Além de tudo, quando esse conteúdo é transmitido oralmente, você vai
concordar comigo que vinte e sete anos não é tanto tempo assim para um
transmissão se manter intacta. Façamos um experimento. Recite a melodia
infantil “Jack and Jill”.31 Estou falando sério. Vá em frente. Não precisa ser
em voz alta; apenas pense nela e lembre-se das palavras de “Jack and Jill”.
Imagino que você tenha dito algo assim:
Jack e Jill
subiram o morro
para buscar um balde d’água;
Jack caiu,
E quebrou a cabeça,
E Jill veio rolando atrás dele.
Você sabe quando a letra de “Jack and Jill” foi escrita? Não, não sabe.
Ninguém sabe, embora, até hoje, haja muito debate a esse respeito!

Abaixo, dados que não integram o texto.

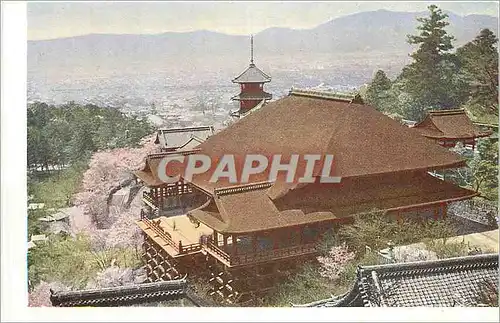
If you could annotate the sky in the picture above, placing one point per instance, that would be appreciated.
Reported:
(47, 20)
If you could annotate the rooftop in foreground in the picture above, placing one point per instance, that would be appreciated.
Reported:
(446, 282)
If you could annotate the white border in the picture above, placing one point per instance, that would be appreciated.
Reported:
(13, 229)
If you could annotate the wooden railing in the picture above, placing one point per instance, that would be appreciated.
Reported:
(219, 252)
(148, 199)
(155, 226)
(178, 247)
(261, 256)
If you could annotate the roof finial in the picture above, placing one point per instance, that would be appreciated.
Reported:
(251, 50)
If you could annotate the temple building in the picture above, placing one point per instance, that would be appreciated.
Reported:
(448, 127)
(182, 138)
(244, 237)
(251, 81)
(453, 282)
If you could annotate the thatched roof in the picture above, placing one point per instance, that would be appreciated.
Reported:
(449, 124)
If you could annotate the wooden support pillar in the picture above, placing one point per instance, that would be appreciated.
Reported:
(234, 244)
(215, 239)
(275, 237)
(436, 212)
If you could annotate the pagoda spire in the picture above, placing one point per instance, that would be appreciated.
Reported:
(251, 50)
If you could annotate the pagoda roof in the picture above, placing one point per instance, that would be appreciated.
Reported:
(251, 208)
(362, 140)
(252, 75)
(443, 283)
(382, 164)
(252, 96)
(449, 124)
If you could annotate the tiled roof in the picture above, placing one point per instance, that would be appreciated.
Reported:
(444, 283)
(337, 96)
(121, 295)
(252, 75)
(252, 96)
(177, 138)
(450, 124)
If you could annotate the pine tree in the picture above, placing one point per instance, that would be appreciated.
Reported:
(430, 78)
(377, 91)
(479, 64)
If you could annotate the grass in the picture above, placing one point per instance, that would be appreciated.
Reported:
(308, 286)
(56, 189)
(72, 262)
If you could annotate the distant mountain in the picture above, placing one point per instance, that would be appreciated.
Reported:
(379, 31)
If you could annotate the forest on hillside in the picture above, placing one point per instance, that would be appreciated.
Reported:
(441, 76)
(70, 133)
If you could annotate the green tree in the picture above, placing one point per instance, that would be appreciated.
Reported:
(479, 65)
(431, 78)
(377, 92)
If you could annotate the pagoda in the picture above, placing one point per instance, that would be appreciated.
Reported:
(251, 82)
(244, 238)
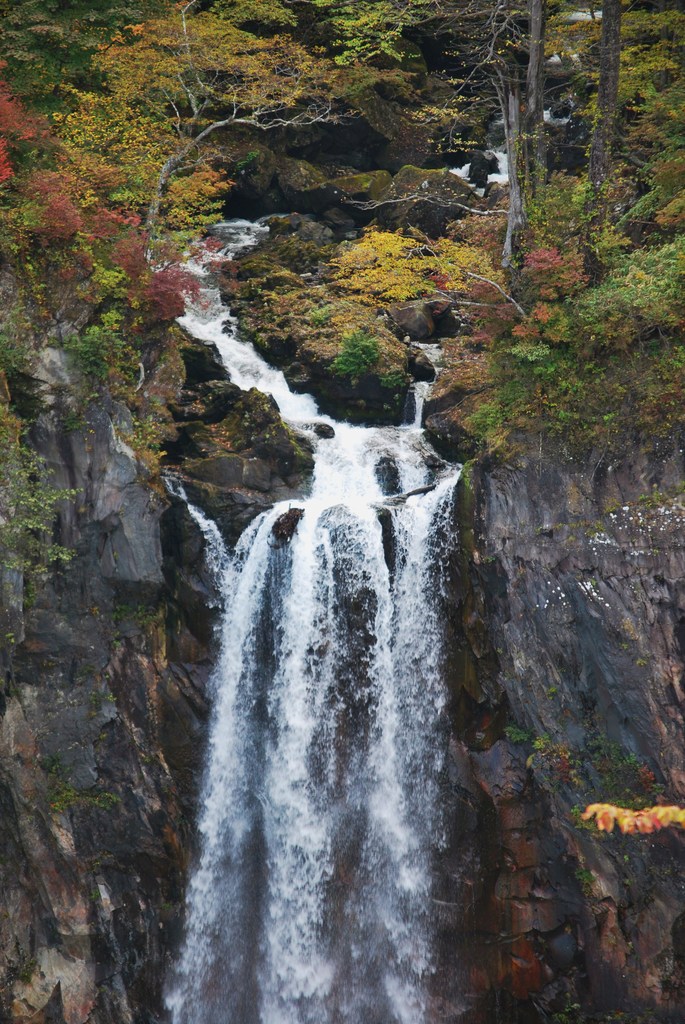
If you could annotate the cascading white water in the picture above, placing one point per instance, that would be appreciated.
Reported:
(311, 899)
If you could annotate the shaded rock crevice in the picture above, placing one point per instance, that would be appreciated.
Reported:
(568, 689)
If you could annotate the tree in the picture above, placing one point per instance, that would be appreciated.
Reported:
(607, 97)
(200, 74)
(501, 53)
(49, 43)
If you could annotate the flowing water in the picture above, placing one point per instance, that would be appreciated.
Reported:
(320, 812)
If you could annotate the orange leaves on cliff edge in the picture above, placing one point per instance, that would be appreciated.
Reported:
(649, 819)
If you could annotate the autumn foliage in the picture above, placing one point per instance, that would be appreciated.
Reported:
(649, 819)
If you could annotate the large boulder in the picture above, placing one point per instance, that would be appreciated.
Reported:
(413, 318)
(424, 199)
(458, 392)
(305, 186)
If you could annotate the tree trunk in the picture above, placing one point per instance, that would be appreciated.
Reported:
(607, 97)
(534, 93)
(510, 101)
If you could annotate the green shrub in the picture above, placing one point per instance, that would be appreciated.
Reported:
(359, 354)
(322, 315)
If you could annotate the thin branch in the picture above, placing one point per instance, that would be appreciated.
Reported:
(501, 290)
(434, 200)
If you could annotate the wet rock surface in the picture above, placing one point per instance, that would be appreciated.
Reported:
(569, 677)
(102, 711)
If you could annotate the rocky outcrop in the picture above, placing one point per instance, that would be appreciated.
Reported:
(101, 708)
(569, 689)
(102, 699)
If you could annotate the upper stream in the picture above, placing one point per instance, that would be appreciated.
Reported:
(320, 816)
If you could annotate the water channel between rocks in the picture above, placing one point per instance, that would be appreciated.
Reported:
(320, 812)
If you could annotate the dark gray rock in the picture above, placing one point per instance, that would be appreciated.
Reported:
(413, 318)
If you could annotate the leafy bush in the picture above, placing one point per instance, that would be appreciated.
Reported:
(359, 354)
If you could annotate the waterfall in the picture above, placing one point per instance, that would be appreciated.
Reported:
(310, 902)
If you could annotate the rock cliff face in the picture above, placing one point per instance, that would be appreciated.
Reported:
(102, 698)
(569, 688)
(102, 702)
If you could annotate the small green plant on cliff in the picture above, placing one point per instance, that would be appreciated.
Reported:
(322, 315)
(28, 504)
(359, 354)
(516, 734)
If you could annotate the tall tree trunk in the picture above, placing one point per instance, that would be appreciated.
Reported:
(607, 97)
(536, 142)
(510, 102)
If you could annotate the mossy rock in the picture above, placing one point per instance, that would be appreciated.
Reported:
(305, 335)
(366, 186)
(458, 393)
(424, 199)
(253, 170)
(380, 114)
(305, 185)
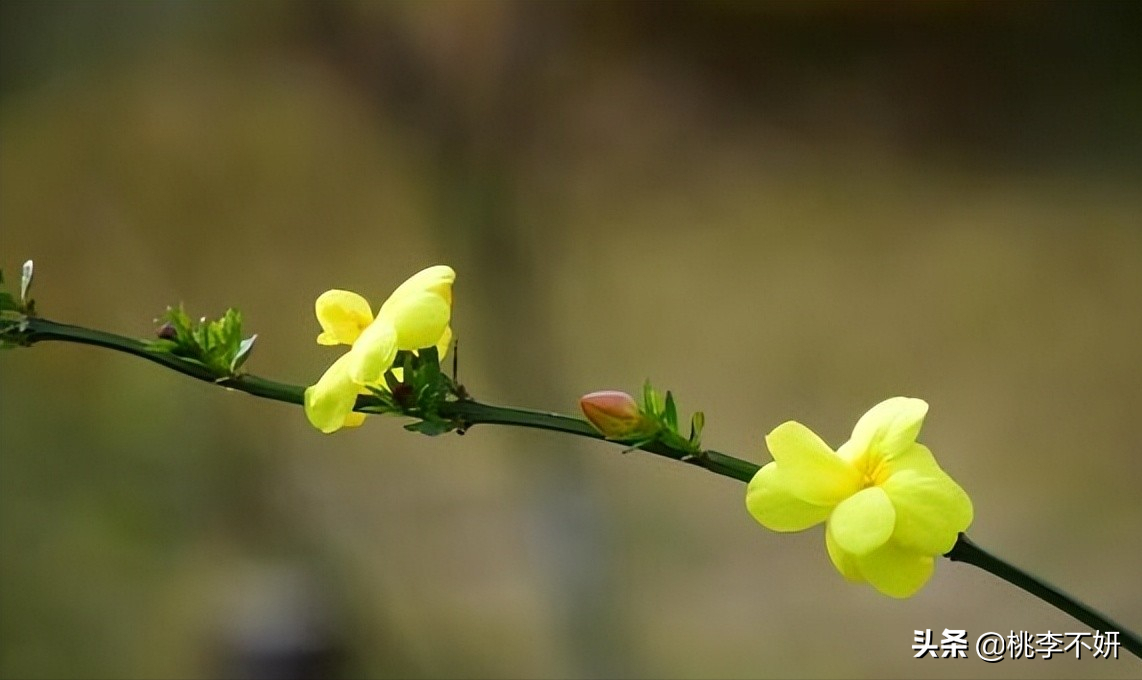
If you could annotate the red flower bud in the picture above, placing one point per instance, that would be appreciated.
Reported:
(616, 415)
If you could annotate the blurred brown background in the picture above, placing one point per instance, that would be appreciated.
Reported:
(778, 210)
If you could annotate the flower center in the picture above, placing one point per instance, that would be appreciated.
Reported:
(874, 472)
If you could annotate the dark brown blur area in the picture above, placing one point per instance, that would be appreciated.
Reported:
(785, 210)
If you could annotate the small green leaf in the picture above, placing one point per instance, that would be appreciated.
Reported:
(697, 423)
(432, 428)
(670, 413)
(243, 353)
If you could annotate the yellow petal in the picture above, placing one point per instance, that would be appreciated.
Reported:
(436, 279)
(894, 570)
(810, 470)
(890, 428)
(445, 342)
(843, 561)
(771, 504)
(343, 316)
(916, 457)
(354, 420)
(931, 510)
(863, 521)
(372, 354)
(330, 401)
(419, 319)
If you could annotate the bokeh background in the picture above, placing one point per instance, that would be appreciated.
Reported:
(778, 210)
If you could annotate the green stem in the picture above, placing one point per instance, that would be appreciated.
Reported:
(966, 551)
(468, 413)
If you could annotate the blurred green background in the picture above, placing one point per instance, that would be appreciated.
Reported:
(779, 210)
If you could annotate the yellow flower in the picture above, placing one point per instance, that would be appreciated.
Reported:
(890, 509)
(416, 316)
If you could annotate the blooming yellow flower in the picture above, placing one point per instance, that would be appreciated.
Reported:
(889, 508)
(416, 316)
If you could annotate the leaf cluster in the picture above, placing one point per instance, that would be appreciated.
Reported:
(416, 386)
(215, 344)
(662, 410)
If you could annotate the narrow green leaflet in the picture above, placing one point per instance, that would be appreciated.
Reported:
(216, 344)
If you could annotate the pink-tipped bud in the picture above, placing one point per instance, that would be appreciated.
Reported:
(616, 415)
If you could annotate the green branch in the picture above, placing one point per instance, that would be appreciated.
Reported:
(467, 413)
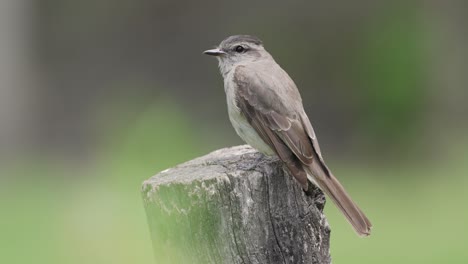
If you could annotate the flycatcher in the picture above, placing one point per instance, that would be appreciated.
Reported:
(265, 109)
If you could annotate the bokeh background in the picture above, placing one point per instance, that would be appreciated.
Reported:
(97, 96)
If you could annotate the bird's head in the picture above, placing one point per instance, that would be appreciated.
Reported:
(236, 50)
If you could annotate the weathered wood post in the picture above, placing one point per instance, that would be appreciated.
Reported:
(234, 205)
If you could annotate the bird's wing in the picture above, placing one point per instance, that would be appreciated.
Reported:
(278, 117)
(274, 114)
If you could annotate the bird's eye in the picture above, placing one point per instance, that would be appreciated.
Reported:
(239, 49)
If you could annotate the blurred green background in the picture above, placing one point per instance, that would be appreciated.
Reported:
(97, 96)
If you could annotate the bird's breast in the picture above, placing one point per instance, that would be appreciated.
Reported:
(243, 127)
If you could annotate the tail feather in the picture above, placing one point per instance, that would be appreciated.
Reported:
(333, 188)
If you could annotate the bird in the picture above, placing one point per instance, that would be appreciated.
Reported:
(266, 111)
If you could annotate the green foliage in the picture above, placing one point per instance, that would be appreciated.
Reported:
(392, 74)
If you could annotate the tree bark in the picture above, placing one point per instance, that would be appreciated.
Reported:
(234, 205)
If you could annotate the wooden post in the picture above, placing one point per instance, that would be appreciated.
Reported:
(234, 205)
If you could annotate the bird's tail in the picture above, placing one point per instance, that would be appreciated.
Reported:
(333, 188)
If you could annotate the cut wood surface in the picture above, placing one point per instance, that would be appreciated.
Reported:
(234, 205)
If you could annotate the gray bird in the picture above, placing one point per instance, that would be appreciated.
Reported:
(265, 109)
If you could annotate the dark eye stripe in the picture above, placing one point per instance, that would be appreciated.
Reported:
(239, 49)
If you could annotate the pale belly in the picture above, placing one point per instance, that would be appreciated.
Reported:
(246, 131)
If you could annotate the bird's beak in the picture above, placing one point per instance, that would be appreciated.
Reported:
(214, 52)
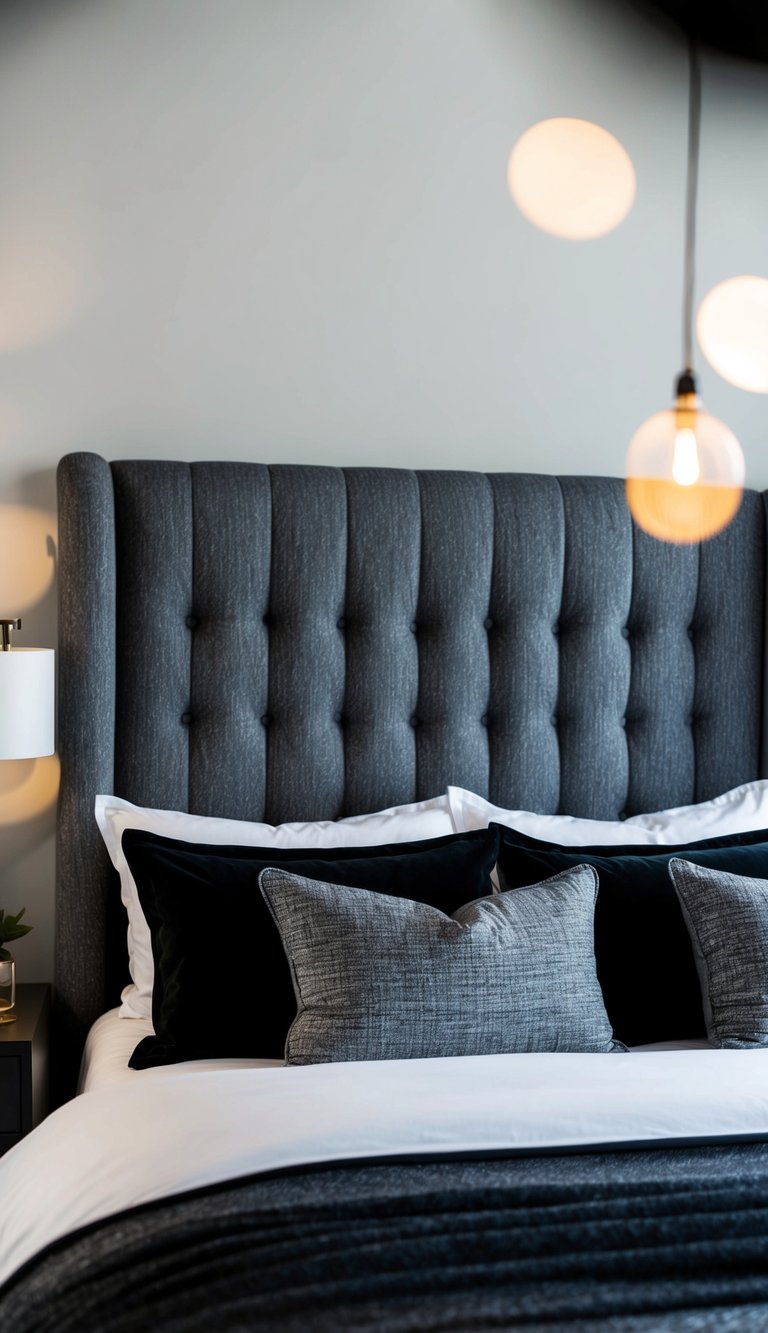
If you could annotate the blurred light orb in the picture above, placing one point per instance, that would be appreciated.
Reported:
(571, 177)
(732, 329)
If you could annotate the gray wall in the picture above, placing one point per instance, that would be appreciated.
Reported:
(280, 229)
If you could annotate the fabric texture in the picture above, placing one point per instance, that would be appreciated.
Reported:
(386, 979)
(644, 956)
(326, 641)
(238, 1000)
(607, 1243)
(427, 819)
(727, 917)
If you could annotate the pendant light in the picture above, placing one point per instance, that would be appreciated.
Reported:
(684, 467)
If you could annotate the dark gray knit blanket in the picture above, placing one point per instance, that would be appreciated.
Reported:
(616, 1241)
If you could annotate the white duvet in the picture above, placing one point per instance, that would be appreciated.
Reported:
(160, 1132)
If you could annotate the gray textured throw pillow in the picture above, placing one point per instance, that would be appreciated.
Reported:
(727, 917)
(379, 977)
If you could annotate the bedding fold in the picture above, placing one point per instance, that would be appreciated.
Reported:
(131, 1144)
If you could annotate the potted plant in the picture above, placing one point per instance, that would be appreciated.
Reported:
(11, 929)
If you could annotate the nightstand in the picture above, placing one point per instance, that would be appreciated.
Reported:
(24, 1065)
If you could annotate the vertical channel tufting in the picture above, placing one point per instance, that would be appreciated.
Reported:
(304, 744)
(380, 636)
(659, 632)
(523, 631)
(454, 671)
(594, 655)
(728, 649)
(154, 589)
(226, 623)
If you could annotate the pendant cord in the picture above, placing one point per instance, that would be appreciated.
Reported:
(691, 191)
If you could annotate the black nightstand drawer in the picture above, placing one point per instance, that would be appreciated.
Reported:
(11, 1096)
(24, 1065)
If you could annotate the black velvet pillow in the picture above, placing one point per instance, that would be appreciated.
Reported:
(644, 956)
(222, 980)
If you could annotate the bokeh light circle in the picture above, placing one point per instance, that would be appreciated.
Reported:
(732, 331)
(571, 177)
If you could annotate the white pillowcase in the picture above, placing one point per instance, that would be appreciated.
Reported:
(739, 811)
(399, 824)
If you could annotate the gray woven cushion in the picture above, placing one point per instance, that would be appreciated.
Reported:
(727, 917)
(386, 979)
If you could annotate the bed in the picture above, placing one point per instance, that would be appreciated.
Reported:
(280, 644)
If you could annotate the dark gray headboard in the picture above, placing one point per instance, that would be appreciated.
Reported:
(303, 643)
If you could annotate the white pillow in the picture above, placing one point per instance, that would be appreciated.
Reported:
(400, 824)
(472, 812)
(739, 811)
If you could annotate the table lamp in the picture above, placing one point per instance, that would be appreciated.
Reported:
(26, 732)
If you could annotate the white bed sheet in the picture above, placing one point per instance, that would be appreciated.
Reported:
(112, 1040)
(111, 1043)
(168, 1131)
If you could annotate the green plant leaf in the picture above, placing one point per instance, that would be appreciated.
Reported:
(11, 928)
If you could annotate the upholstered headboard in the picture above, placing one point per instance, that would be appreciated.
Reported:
(294, 641)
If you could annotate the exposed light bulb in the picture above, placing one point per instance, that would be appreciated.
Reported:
(571, 177)
(684, 471)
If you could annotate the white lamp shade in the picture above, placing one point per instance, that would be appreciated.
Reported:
(27, 703)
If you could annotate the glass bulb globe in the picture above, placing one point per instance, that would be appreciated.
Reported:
(684, 473)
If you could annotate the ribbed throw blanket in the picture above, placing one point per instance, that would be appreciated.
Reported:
(667, 1240)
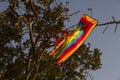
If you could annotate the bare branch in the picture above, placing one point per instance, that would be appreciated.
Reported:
(108, 23)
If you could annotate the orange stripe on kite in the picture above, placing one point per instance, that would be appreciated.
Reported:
(88, 25)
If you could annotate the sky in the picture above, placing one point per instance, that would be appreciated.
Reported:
(109, 42)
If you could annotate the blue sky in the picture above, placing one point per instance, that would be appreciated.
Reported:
(109, 42)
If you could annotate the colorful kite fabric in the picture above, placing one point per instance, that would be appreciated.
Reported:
(74, 40)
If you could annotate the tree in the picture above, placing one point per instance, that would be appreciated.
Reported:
(26, 37)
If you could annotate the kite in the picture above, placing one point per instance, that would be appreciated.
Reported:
(72, 41)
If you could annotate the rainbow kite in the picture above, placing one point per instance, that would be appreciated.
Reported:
(72, 41)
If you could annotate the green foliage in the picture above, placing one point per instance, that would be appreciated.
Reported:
(27, 31)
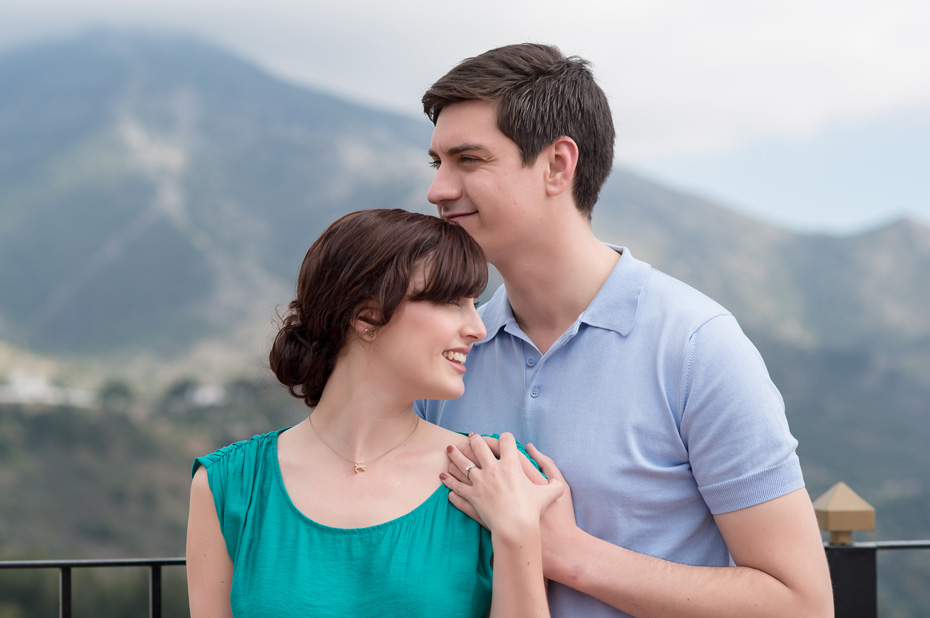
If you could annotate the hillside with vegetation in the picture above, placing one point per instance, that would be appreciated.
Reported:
(156, 198)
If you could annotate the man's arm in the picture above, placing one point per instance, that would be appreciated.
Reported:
(781, 567)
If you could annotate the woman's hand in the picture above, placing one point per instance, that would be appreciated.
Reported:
(506, 494)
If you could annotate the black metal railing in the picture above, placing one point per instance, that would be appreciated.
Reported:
(854, 571)
(65, 567)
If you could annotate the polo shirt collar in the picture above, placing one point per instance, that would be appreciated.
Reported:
(613, 308)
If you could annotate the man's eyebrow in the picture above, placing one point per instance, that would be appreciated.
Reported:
(458, 149)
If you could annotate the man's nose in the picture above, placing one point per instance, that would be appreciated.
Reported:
(443, 189)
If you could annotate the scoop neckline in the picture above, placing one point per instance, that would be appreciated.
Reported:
(279, 481)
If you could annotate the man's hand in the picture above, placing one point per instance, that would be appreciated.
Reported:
(558, 521)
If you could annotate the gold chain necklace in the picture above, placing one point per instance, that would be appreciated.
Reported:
(360, 465)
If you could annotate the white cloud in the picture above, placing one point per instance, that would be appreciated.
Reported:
(685, 78)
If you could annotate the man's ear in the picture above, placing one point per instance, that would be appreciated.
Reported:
(562, 156)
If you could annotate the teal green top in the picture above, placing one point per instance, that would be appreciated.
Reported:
(434, 561)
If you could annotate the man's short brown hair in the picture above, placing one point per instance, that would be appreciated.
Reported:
(540, 96)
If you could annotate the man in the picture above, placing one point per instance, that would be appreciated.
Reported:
(686, 493)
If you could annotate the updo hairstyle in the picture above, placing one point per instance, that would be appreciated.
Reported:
(360, 268)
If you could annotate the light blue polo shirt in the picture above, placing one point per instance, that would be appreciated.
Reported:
(656, 407)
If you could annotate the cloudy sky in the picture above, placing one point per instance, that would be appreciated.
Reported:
(812, 114)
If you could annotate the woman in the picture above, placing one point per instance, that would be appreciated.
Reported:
(345, 513)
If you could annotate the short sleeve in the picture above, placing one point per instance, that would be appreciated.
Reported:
(733, 422)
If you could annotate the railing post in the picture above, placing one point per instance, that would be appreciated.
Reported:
(853, 570)
(64, 592)
(155, 591)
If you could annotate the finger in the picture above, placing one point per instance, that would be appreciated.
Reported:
(459, 461)
(493, 444)
(508, 446)
(483, 454)
(465, 506)
(546, 464)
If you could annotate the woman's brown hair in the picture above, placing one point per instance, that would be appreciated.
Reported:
(360, 268)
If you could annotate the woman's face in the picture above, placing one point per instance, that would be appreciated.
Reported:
(422, 349)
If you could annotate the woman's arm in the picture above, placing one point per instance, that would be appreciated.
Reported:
(209, 569)
(510, 505)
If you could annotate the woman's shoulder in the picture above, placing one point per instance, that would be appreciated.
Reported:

Ao que
sabemos, a mais antiga publicação sobrevivente dessa rima vem de um livro
chamado Mother Goose’s Melody: or, Sonnets for the Cradle, (Melodia da
Mamãe Gansa: ou sonetos do berço), impresso em Londres, em 1791, há mais
de duzentos anos.32 Você já viu esse livro? Aprendeu “Jack and Jill” na edição
de 1791, nas melodias da Mamãe Gansa? Aposto que não. De fato, aposto que
você não pesquisou essa letra em nenhum livro; alguém simplesmente ensinou
você a recitá-la em algum momento de sua infância. Além disso, tenho
certeza de que essa pessoa que ensinou esse versinho a você também não o
pesquisou no livro 1791, nem em outro qualquer. É provável que alguém o
tenha ensinado a ela, e essa pessoa, por sua vez, também foi ensinada por
outra, que foi ensinada por outra, há muito tempo. Isso é tradição oral. Então,
quantas vezes você imagina que, nos últimos duzentos anos ou mais de
transmissão oral, houve quem corrompesse e mudasse o versinho “Jack and
Jill”? Quanto você imagina que nossa versão moderna difere da que foi
publicada em 1791? Dê uma olhada:
Jack e Gill
subiram o morro,
para buscar um balde d’água;
Jack caiu,
E quebrou a cabeça,
e Gill veio rolando atrás dele.33
Totalmente confusos?
Os autores dos documentos do Novo Testamento não escreviam ficção nem
estavam tentando enganar; tampouco eles mesmos estavam enganados ou
iludidos. Resta uma possibilidade final, porém: a de que, em última instância,
o propósito dos escritores não importa. E a razão é que, mesmo que eles
estivessem tentando fazendo uma descrição acurada do que aconteceu, seus
livros seriam tão irremediavelmente confusos, contraditórios e cheios de erros
que não poderíamos confiar em qualquer coisa a seu respeito.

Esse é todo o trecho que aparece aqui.